4 Things I Learned From Moving in With My Partner After Living Alone for Years
Hint: Love is still the most important thing.
When my boyfriend and I first discussed moving in together about a year ago, I was struck with a lot of feelings. At that time, we had been dating for almost four years—and in a long-distance relationship for two—so moving in together was an exciting milestone we were both ready to take on. But if I’m being honest, I met this exciting milestone with a little trepidation.
You see, before moving in with my boyfriend, I lived in a studio apartment—alone. Sure, my boyfriend stayed over often, but my home meant my rules. I lived each day by my own schedule. I came home to peace and quiet every night, and I felt zero guilt whenever I left a large pile of dirty dishes in the sink, so moving in with my boyfriend would be a major lifestyle change. It wouldn’t just be my house; it would be our house. And as you might’ve guessed, I’d no longer be the only one calling the shots. I worried that, after so much time as my own roommate, it would be difficult to be someone else’s, even if it was the next step in my healthy relationship.
To my surprise, the past few months of cohabitation have gone a lot smoother than I had anticipated. Yes, it has its share of challenges, but it’s been a lot easier than any other roommate experience I’ve had. Thinking about moving in together? Here’s what I learned from living with my partner. With any luck, my takeaways will make this transition easy for you, too.
Let’s get one thing straight: Cohabitating isn’t all decorating your home and romantic nights in. If you want to make living together easier, it’s important to figure out the unglamorous logistics. Yes, I’m talking about chores.
A few months ago, my boyfriend and I made a roommate contract that outlines basic ground rules and who handles which chores. We decided to assign each other chores that related to our pet peeves. For example, I have an eye for detail, so I’m in charge of making sure every nook and cranny is vacuumed to my liking. My boyfriend likes slipping into a made-up bed each night, so that’s on him. That way, we’re both responsible for the things that might irk us over time. The process of assigning chores doesn’t have to be boring: My boyfriend and I made things official—and downright hilarious—by signing a formal contract, complete with clauses.
Talk it out
More times than not, living with a roommate (be it your best friend, family member, or classmate) can feel like walking on eggshells. With different lifestyles and personalities, something as simple as unloading the dishwasher can turn into World War III. If you hate confrontation, unaddressed tension can build up for months. When you live with a significant other, though, unaddressed tension is not an option. I mean, if you’re living with someone, it’s likely that you want to live with them for many, many more years to come.
Over the past few months, I’ve noticed the way my boyfriend and I have handled conflict has been changing for the better.
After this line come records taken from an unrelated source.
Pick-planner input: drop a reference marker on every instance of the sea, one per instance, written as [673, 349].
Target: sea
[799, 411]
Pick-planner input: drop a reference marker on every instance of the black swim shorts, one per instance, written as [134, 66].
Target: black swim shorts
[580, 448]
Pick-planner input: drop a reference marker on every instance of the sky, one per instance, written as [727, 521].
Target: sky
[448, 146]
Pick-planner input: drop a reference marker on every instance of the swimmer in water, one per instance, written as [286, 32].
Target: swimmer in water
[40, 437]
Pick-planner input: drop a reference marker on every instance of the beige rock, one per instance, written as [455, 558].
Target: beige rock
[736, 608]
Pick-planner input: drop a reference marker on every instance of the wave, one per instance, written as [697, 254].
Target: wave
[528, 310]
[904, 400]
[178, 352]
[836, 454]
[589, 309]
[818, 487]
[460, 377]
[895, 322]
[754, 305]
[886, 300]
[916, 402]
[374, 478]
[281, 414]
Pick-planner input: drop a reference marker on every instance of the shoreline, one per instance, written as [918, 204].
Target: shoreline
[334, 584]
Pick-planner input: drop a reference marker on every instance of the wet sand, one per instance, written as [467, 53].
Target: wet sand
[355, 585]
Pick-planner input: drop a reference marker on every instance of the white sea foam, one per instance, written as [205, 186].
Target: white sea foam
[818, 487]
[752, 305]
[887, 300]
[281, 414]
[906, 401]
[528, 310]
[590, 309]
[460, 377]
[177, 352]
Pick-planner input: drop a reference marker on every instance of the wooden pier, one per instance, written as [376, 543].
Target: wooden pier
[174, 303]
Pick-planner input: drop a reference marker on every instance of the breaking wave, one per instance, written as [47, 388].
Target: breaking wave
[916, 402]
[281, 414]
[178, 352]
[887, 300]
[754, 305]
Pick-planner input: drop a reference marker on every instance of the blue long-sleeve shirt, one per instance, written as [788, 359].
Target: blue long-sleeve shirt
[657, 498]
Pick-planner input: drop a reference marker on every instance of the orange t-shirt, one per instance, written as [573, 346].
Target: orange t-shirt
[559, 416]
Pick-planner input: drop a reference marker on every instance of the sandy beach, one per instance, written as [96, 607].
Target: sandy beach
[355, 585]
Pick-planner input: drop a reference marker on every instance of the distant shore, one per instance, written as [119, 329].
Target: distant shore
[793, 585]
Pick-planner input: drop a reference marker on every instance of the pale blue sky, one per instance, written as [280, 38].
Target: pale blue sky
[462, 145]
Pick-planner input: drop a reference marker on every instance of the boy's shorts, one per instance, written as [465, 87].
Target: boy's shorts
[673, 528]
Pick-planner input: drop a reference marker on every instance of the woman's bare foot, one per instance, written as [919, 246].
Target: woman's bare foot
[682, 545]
We talk about everything—pet peeves, daily stresses, and what we need to live our best lives—which helps us learn how we can be great roommates to each other and even better partners.
While compromising can apply to any aspect of your relationship, I found it most useful when decorating our space. Shortly after moving into our apartment, we went to a consignment store to find unique pieces for our new home.
As brand new West Coasters, I imagined we would fill our space with light, airy furniture and accessories. (My Pinterest mood board had a lot of rattan.) My dream of easy, breezy California living felt jeopardized when my boyfriend fell in love with a set of dark wood dining chairs. They were sturdy and surprisingly comfortable, and a far cry from anything on my mood board. But when I realized how much he loved these chairs—more than anything else we found that day—I knew we had to make it work.
We searched high and low for a table to match and ultimately found a white, slightly distressed style that fit the bill perfectly. Not only is this combination the perfect blend of our aesthetics, but it also serves as a frequent reminder that a little bit of compromise can be a beautiful thing.
Love conquers all
Living with someone isn’t easy—especially if that someone is a person you happen to be in love with. I mean, there’s a reason Kevin McCallister announced in Home Alone that he wanted to live alone when he was grown up and married. But it’s important to always put the love first.
There’s no need to sugarcoat it: Every cohabitation has hurdles to overcome and kinks to work out. But as cheesy as it sounds, I feel so lucky to live with the person I love—and I try my best to never lose sight of it. I love coming home to my sweet, Energizer bunny of a boyfriend. I love sharing our days with excruciating details. And I love how, even when we bicker about who should unload the dishwasher, we can always laugh off our conflicts. I’ll admit, living by yourself is pretty amazing. But when you find the right person, it’s totally worth it.